The teens — members of green action group Eco-Teen Action Network, which was formed through a partnership of the Smithsonian Conservation Commons and Global Co Lab Network — pitched their idea last week to Brooke Oberwetter, Amazon’s head of community affairs.
The six students — representing high schools in D.C., Fairfax County and Arlington — are hoping to secure money for a pilot program because, they say, it is well aligned with some of the environmental goals advocated by Amazon leaders for its second headquarters, said Kayla Peale, a 16-year-old from Arlington’s Yorktown High School and one of the group’s leaders.
“We were able to meet with her and tell her how Amazon would fit into the picture,” Peale said. “She seemed pretty excited about it. She said she would go back to her team and get back to us in a few weeks.”
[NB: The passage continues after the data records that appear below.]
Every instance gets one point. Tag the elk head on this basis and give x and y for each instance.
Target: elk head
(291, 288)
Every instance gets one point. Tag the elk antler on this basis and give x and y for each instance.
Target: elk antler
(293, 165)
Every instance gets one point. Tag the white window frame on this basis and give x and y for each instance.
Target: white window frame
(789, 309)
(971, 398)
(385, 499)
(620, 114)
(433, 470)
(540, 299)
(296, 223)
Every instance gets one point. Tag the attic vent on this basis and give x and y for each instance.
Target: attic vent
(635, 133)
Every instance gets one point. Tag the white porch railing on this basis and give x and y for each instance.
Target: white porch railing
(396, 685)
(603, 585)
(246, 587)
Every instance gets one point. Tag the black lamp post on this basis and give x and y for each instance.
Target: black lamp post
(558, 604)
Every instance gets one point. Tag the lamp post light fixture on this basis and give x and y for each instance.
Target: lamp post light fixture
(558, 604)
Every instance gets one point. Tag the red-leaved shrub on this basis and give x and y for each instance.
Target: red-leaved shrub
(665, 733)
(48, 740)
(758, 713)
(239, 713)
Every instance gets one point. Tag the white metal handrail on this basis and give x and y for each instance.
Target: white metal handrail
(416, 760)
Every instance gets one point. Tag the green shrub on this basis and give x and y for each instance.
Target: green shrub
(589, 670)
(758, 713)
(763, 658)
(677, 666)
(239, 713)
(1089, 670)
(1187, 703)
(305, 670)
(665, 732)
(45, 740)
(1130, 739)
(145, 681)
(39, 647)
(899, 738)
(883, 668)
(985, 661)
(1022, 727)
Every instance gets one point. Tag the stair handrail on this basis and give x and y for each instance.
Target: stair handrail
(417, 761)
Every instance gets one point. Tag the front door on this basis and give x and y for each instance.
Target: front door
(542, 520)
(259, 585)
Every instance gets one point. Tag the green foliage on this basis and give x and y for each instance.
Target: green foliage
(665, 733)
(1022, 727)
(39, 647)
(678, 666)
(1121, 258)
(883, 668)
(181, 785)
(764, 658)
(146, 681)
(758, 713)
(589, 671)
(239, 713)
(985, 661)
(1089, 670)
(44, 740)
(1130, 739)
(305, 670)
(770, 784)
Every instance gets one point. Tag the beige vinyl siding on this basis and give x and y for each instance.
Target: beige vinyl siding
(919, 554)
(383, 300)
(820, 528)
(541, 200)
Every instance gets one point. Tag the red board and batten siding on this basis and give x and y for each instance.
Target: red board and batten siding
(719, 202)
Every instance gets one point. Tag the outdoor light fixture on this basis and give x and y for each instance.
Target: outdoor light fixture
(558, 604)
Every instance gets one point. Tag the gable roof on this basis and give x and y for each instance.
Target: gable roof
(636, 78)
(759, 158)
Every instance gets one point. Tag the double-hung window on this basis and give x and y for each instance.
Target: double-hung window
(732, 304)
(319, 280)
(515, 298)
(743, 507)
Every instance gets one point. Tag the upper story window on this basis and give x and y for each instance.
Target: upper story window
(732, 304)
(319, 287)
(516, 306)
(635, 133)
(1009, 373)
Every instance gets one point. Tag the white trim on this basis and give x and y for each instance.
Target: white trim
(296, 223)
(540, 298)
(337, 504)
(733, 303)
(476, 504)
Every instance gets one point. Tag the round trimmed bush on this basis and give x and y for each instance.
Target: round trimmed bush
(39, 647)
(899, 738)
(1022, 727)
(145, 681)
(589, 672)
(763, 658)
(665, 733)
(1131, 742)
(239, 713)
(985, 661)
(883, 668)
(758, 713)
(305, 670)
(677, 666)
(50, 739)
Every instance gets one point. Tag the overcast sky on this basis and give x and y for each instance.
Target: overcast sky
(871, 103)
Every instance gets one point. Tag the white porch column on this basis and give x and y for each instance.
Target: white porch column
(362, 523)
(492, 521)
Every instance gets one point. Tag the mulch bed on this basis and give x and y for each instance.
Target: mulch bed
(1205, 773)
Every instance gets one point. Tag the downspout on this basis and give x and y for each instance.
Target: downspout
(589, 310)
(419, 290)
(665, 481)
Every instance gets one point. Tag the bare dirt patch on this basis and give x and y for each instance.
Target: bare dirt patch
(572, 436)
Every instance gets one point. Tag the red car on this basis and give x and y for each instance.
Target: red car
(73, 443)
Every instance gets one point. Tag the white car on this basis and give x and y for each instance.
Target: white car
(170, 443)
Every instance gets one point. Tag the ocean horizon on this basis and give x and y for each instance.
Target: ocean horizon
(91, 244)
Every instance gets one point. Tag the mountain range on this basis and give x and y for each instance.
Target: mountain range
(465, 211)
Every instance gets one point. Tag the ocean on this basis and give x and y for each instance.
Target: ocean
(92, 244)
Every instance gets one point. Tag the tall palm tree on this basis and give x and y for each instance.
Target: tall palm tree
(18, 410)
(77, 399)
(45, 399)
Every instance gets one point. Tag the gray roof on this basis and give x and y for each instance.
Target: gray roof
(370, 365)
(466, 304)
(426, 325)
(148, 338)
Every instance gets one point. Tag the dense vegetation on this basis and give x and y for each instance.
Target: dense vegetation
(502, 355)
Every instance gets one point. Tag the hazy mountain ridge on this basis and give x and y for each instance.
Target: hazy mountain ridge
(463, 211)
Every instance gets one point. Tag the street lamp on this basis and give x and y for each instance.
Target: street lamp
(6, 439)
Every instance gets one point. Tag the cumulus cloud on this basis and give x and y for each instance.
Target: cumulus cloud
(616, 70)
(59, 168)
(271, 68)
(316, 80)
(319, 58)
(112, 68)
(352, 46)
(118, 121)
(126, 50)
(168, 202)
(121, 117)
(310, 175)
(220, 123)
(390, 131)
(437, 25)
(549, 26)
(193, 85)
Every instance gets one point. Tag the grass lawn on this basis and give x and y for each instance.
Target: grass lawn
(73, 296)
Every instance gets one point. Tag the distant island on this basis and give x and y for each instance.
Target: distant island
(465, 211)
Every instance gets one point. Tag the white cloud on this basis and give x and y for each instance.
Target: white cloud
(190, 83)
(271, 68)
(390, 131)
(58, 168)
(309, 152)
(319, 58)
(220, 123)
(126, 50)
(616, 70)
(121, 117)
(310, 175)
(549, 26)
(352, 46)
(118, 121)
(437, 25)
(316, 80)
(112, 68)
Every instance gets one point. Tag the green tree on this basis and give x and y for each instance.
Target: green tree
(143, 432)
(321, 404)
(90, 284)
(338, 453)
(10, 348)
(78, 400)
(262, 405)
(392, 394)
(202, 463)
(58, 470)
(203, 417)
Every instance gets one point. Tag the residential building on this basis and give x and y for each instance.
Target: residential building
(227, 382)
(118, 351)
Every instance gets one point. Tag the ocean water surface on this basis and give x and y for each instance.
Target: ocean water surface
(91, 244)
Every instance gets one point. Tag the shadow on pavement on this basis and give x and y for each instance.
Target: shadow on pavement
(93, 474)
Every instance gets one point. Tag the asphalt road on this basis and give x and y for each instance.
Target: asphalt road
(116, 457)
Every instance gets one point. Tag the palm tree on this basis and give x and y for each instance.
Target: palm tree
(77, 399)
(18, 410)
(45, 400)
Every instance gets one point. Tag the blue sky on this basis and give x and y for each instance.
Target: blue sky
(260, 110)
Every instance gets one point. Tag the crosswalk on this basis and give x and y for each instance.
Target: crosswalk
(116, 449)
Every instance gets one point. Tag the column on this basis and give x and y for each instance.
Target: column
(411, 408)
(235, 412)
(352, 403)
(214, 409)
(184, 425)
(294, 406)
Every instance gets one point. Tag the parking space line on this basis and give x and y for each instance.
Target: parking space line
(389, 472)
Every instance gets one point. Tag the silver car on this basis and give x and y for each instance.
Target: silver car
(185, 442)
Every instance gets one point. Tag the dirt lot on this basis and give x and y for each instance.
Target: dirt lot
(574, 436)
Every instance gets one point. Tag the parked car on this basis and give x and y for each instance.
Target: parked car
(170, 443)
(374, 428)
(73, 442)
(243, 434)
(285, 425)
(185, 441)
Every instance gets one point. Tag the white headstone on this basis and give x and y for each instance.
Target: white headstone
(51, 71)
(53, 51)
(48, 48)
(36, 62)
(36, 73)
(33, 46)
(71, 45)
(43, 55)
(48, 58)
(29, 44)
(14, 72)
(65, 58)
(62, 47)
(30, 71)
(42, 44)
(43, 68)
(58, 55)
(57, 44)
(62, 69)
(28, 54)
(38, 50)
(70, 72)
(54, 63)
The idea is that restaurants in National Landing — the branded name for the amorphous Arlington-Alexandria area that includes HQ2 and Virginia Tech’s $1 billion STEM campus — would replace their foam “clamshells” with fully reusable to-go boxes, according to one proposal submitted by the group. Once patrons are finished with their take out, they deposit the containers in special bins. The boxes would then be taken to a commercial kitchen to be washed and redistributed back to the restaurants.
It’s an idea that has seen some practice in West Coast cities, like Portland and San Francisco, with Go Box. The teens’ proposal suggests licensing Go Box technology and containers and hiring Plastic Tree, a small D.C. waste management company operating in nine District neighborhoods, to clean and distribute the containers.
In their pitch to Amazon, the proposal notes it would cost about $5,000 to license the Go Box app. It suggests paying the workforce that collects the containers $20 an hour — Amazon’s minimum wage is $15 — and paying the pilot manager between $50,000 and $60,000 a year.
The teens and their adult mentors, who were also on the call, see the Amazon campus area as a perfect fit for the bins, since executives have said HQ2’s internal cafeteria would only support about 25% of the company’s local workforce. That means many of its 25,000 anticipated employees would likely venture out into the community for lunch — perhaps bringing to-go containers back to the office.
Oberwetter said Amazon doesn’t discuss private meetings. The pitch has also gotten an audience with JBG Smith Properties (NYSE: JBGS), the Crystal City Business Improvement District and the Aurora Highlands Civic Association.
Amazon’s first two HQ2 towers, at Metropolitan Park, are expected to meet LEED Platinum standards. CEO Jeff Bezos, meanwhile, has committed $10 billion to fight climate change, while Amazon has pledged to be net zero carbon by 2040, a decade ahead of the Paris Climate Accord deadline.